Marten Mickos, CEO von MySQL AB, glaubt mit Max DB eine Datenbank anbieten zu können, die den Anforderungen der anspruchsvollsten Unternehmen genügte – und das als teil als Teil seiner Open-Source-Produktlinie. Er hofft, dass die künftigen Neuentwicklungen gemeinsam mit der SAP Leistungsfähigkeit und Stabilität mit Enterprise-Funktionalitäten kombinieren können. Auch die Walldorfer wollen die neue Max DB im Portfolio haben.
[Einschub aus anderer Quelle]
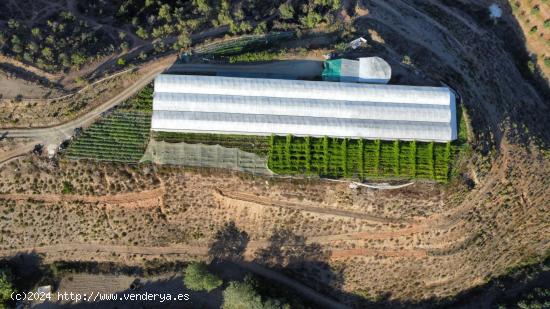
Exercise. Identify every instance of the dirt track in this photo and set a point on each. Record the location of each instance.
(124, 198)
(246, 197)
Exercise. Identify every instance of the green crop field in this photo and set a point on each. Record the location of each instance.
(333, 157)
(121, 136)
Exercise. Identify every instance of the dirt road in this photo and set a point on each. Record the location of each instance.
(296, 69)
(110, 199)
(246, 197)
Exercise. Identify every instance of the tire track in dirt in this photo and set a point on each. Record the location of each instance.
(57, 251)
(232, 196)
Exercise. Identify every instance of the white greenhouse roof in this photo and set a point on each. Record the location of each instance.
(273, 106)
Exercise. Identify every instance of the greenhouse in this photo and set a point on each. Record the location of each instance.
(213, 104)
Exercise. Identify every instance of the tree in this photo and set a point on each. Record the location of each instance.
(35, 32)
(183, 41)
(78, 59)
(286, 11)
(164, 12)
(244, 295)
(198, 278)
(202, 6)
(229, 243)
(6, 288)
(241, 295)
(142, 33)
(311, 19)
(47, 53)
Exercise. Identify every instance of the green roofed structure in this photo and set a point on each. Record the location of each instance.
(365, 70)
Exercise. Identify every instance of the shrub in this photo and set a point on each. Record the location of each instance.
(198, 278)
(286, 11)
(6, 288)
(68, 187)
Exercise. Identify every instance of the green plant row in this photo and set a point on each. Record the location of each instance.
(357, 158)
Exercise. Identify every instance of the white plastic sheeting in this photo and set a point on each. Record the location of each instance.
(272, 106)
(374, 70)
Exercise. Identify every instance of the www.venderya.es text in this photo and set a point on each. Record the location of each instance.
(96, 296)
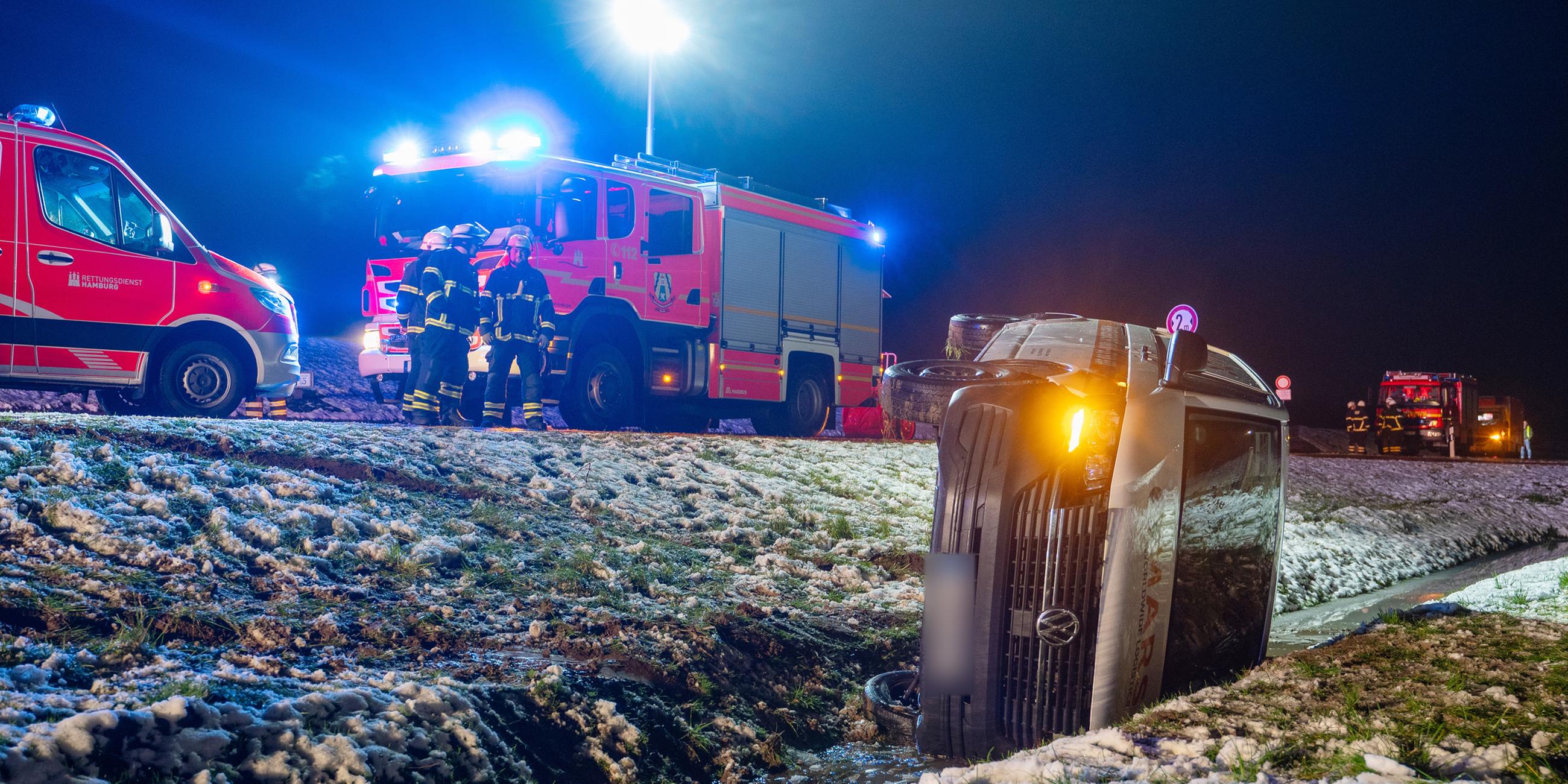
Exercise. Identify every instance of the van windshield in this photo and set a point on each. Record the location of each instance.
(411, 204)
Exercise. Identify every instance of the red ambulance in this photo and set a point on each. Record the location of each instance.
(683, 296)
(103, 288)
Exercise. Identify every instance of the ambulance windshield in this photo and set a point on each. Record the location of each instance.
(411, 204)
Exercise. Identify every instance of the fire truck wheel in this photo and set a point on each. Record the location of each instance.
(121, 405)
(803, 413)
(918, 391)
(970, 333)
(200, 380)
(601, 393)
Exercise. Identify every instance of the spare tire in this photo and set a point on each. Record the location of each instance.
(970, 333)
(918, 391)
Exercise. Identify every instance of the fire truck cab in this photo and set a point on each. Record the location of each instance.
(1441, 406)
(681, 296)
(1499, 427)
(103, 288)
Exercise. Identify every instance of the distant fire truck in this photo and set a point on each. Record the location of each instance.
(1499, 427)
(683, 294)
(1443, 406)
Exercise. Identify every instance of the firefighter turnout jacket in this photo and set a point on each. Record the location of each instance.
(409, 303)
(516, 306)
(450, 289)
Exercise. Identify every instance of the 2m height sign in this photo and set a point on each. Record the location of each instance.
(1181, 317)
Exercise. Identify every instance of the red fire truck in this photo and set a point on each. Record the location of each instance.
(103, 288)
(1440, 405)
(683, 294)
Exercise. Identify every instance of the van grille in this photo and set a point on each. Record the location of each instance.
(1056, 562)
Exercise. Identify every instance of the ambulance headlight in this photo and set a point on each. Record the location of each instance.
(272, 302)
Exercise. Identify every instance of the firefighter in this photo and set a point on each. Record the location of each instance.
(516, 320)
(1357, 427)
(411, 312)
(1366, 435)
(450, 289)
(1391, 429)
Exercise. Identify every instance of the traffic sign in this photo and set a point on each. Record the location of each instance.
(1181, 317)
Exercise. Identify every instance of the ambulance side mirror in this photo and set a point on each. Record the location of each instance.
(163, 233)
(1186, 353)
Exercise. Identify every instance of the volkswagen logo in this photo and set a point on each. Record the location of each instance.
(1056, 626)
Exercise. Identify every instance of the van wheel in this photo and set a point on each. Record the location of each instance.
(970, 333)
(601, 393)
(201, 380)
(803, 413)
(121, 405)
(919, 391)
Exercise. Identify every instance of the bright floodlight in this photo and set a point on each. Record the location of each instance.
(518, 140)
(405, 153)
(650, 27)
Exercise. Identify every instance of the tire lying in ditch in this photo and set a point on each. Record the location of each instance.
(918, 391)
(894, 701)
(970, 333)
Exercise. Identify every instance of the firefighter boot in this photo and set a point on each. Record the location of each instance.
(495, 416)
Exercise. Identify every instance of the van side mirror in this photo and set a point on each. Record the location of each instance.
(1186, 353)
(163, 233)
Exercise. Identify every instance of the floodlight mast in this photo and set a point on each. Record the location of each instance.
(650, 27)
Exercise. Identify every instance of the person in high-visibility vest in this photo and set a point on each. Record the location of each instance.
(1357, 427)
(411, 312)
(1391, 429)
(452, 311)
(518, 322)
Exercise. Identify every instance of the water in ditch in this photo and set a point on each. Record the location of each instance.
(887, 764)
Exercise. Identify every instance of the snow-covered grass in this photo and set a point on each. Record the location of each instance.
(1415, 698)
(1538, 590)
(441, 605)
(1354, 526)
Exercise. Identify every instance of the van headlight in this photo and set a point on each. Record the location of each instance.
(272, 302)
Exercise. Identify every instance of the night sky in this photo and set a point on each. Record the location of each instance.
(1338, 189)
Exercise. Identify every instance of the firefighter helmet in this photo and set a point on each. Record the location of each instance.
(437, 239)
(471, 233)
(521, 237)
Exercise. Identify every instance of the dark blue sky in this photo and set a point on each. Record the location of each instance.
(1339, 189)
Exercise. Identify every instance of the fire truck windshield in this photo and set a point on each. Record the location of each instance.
(411, 204)
(1415, 394)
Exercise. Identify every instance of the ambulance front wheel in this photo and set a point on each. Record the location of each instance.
(201, 380)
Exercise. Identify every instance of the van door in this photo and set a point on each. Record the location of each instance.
(1227, 545)
(100, 276)
(8, 244)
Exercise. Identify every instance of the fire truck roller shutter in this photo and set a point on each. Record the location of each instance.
(811, 280)
(751, 284)
(860, 302)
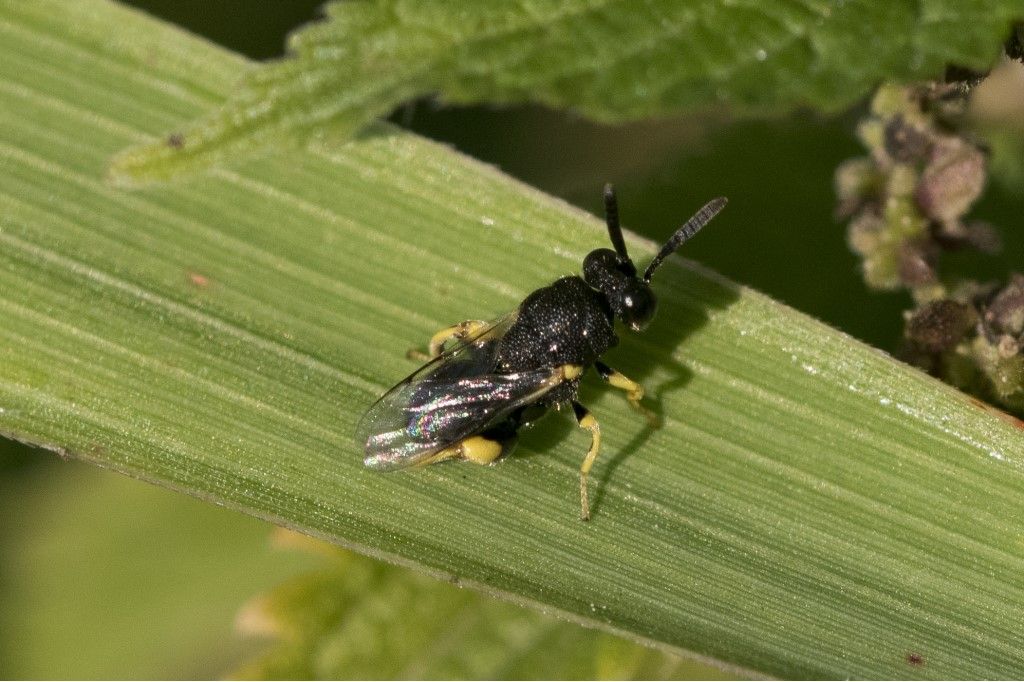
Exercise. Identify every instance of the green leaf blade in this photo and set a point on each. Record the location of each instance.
(610, 60)
(809, 508)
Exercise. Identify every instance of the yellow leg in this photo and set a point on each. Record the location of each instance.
(437, 341)
(460, 331)
(634, 391)
(474, 449)
(587, 421)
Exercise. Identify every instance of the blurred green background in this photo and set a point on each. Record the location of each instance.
(96, 569)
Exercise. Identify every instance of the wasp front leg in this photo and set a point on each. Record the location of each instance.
(634, 391)
(587, 421)
(437, 341)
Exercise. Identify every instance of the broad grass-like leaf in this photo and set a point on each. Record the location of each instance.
(355, 619)
(609, 59)
(107, 578)
(809, 508)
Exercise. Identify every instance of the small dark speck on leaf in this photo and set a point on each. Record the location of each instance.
(198, 280)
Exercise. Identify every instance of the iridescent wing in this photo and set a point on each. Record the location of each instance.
(451, 397)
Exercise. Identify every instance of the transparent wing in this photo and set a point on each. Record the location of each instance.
(450, 398)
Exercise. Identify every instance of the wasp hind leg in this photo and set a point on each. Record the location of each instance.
(587, 421)
(437, 341)
(634, 391)
(478, 449)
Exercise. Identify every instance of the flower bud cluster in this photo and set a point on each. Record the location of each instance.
(907, 203)
(906, 200)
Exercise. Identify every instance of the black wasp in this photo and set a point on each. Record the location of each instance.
(469, 400)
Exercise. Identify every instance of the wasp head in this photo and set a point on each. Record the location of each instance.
(631, 299)
(613, 273)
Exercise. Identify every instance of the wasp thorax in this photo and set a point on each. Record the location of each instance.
(631, 299)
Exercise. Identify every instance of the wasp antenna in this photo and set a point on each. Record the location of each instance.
(611, 217)
(689, 228)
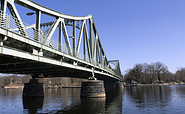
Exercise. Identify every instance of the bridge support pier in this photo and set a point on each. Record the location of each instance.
(33, 89)
(92, 89)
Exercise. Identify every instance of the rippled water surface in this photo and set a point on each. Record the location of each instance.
(134, 100)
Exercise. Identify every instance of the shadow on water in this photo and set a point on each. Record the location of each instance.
(68, 101)
(32, 105)
(147, 96)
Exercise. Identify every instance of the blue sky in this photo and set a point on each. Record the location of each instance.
(134, 31)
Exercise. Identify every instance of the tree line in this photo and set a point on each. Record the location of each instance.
(153, 73)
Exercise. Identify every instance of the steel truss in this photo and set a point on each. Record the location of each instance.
(88, 40)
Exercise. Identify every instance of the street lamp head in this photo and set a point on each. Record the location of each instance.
(30, 13)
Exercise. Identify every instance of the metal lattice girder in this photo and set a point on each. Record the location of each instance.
(87, 38)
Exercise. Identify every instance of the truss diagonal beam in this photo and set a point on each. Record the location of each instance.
(80, 37)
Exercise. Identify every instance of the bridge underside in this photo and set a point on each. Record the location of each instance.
(16, 65)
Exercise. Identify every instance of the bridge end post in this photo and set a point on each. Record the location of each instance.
(92, 89)
(33, 89)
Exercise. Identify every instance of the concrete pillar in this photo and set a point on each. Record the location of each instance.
(33, 89)
(93, 105)
(92, 89)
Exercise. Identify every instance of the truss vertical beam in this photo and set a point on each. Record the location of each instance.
(37, 26)
(3, 8)
(60, 37)
(16, 16)
(88, 43)
(84, 46)
(80, 37)
(74, 38)
(91, 35)
(66, 37)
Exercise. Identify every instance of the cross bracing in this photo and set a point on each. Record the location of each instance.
(81, 48)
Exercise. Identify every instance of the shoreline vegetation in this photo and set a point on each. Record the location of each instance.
(153, 74)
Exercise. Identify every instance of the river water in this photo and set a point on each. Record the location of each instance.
(133, 100)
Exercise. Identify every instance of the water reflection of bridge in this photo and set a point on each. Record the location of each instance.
(69, 101)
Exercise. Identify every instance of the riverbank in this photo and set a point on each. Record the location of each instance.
(157, 84)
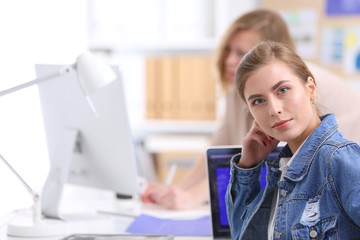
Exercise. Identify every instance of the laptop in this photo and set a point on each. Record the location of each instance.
(218, 167)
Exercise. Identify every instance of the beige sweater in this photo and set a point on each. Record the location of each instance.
(334, 96)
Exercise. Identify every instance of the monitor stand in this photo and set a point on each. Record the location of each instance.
(58, 175)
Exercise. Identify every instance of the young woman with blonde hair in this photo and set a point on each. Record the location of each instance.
(243, 34)
(312, 189)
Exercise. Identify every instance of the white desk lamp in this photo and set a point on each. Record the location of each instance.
(92, 75)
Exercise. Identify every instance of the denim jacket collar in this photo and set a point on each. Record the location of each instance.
(302, 161)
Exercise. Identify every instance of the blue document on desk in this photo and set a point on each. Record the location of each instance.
(145, 224)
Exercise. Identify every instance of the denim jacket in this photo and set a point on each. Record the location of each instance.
(318, 199)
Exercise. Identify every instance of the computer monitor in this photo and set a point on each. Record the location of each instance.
(85, 149)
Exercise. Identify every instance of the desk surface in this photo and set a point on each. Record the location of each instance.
(82, 216)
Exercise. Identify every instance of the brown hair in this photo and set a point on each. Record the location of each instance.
(265, 53)
(268, 24)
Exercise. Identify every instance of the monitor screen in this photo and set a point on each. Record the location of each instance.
(85, 149)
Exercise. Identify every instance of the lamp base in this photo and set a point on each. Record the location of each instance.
(26, 227)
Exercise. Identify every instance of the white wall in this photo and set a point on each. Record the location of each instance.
(37, 31)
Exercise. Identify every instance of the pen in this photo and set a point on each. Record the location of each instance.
(171, 174)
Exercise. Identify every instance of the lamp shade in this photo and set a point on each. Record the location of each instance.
(92, 73)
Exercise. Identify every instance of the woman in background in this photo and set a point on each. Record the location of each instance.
(312, 189)
(243, 34)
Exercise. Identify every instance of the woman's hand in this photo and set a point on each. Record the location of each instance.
(256, 146)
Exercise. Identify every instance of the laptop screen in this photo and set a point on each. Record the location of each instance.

Interoperabilität der neuen Datenbank zu den Vorläufern SAP DB und der MySQL-Datenbank sei gewährleistet, heißt es aus der Deutschlandzentrale der Schweden in Nürtingen. Max DB sei ab dem vierten Quartal verfügbar und ebenso wie die MySQL-Vorläufer als Gratis-Version unter der GNU/GPL-Lizenz zum Download freigegeben oder als kommerzielle Lizenz zu erwerben sein. Den Support von Max DB will die SAP bereit stellen.